General Info about the Emirates
Arsenal’s Emirates Stadium is a four-tiered bowl which has a translucent polycarbonate roofing, though this does not cover any of the pitch. It is the third-largest football stadium in England after Wembley Stadium and Old Trafford, though rivals Tottenham Hotspur are opening their own 60,000-seater stadium in 2018.
Having been denied the opportunity to renovate and extend the Gunners’ old stadium, Highbury, relocation began in 2012 but work was delayed on the project until 2004. The stadium was completed in 2006 at a cost of almost £400million and the project also included turning the old Highbury Stadium area into luxury apartments.
In what are fairly standard dimensions for a Premier League club, the Emirates Pitch is 105 metres by 68 metres and is made up of both natural grass and synthetic fibres. The club have a powerful undersoil heating system to ensure games cannot be called off because of cold weather alone.
The current capacity of the Emirates Stadium sits at just a shade under 60,000. Should the club get back to the level of being challengers in Europe, this is something which would need to be extended further.

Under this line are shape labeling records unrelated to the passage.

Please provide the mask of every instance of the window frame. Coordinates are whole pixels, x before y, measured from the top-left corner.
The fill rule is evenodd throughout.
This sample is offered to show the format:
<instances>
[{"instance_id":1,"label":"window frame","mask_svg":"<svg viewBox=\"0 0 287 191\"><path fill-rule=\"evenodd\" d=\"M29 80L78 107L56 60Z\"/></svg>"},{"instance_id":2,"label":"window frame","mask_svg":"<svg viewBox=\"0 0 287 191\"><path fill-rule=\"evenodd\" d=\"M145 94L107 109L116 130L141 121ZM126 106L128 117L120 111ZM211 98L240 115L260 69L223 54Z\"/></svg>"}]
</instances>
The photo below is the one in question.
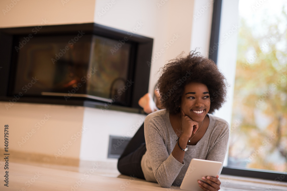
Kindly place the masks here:
<instances>
[{"instance_id":1,"label":"window frame","mask_svg":"<svg viewBox=\"0 0 287 191\"><path fill-rule=\"evenodd\" d=\"M213 13L210 49L212 49L214 44L219 42L219 31L220 28L220 17L222 6L222 0L214 0L214 2ZM217 65L218 49L214 50L213 53L209 53L209 58L212 60ZM287 182L287 172L265 170L259 169L251 169L247 170L244 168L240 168L234 166L228 166L223 167L221 173L224 174L240 176L251 177L279 181ZM282 178L282 176L283 177Z\"/></svg>"}]
</instances>

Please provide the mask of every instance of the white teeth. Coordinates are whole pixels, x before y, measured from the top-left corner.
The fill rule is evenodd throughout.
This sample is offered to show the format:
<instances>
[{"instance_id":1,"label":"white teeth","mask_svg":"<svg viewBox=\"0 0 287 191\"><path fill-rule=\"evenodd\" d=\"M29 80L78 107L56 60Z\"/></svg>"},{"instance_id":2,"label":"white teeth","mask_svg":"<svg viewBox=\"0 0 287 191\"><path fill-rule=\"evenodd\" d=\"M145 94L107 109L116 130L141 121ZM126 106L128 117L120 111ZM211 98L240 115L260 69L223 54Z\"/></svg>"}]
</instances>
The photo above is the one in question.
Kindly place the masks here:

Although the stadium is essentially a bowl, the ground is still thought as being made up of the Clock End and North Bank behind each goal with the East and West Stands running along the length of the pitch.
Away Fans At The Emirates
Visiting fans at the Emirates are located in the South East corner with a good view down near the corner flag. Opposing supporters are invited in from two hours before kick-off and typically receive an allocation of 3,000 tickets.
As always in the Premier League, different pricing policies are in place depending on the level of opposition at the Emirates however generally league game tickets can be purchased by non-members for anything from £19 to £97.
Hospitality packages for a typical Premier League match against good opposition at the Emirates will cost guests from £960 per person in Club Arsenal, £3,600 per pair for The Heritage and right up to £28,800 per 24 guests in the club’s Super Box Experience. Arsenal is known to be one of the most expensive for this sort of experience.
How To Get To The Emirates
To get to the Emirates via Tube or rail, King’s Cross is the main connection as well as a host of underground stations. Within a 15-minute walk from the Emirates are Arsenal, Finsbury Park, Highbury & Islington stations while Holloway Road and Drayton Park are either closed or are exit only on Arsenal home game days.
On match days the advice is not to drive to the Emirates, but if visitors do wish to go by car then simply leave the M1 motorway at junction 2 and get onto the A1. Follow signs for Central London until you see Holloway Road Tube Station.
Take a left after the station onto Hornsey Road and the stadium will appear a ¼ mile away. An Event Day Parking Scheme is in operation on match days and any cars parked will be towed away.
Given that the stadium is relatively new, no major expansions are planned but as far back as 2008 Arsenal’s season ticket waiting list was 40,000 strong. Expansion options include making the seats smaller, filling in any gaps around the arena or replacing the roof with a third level but these all look a long way off with Arsenal slipping off the pace somewhat on the pitch.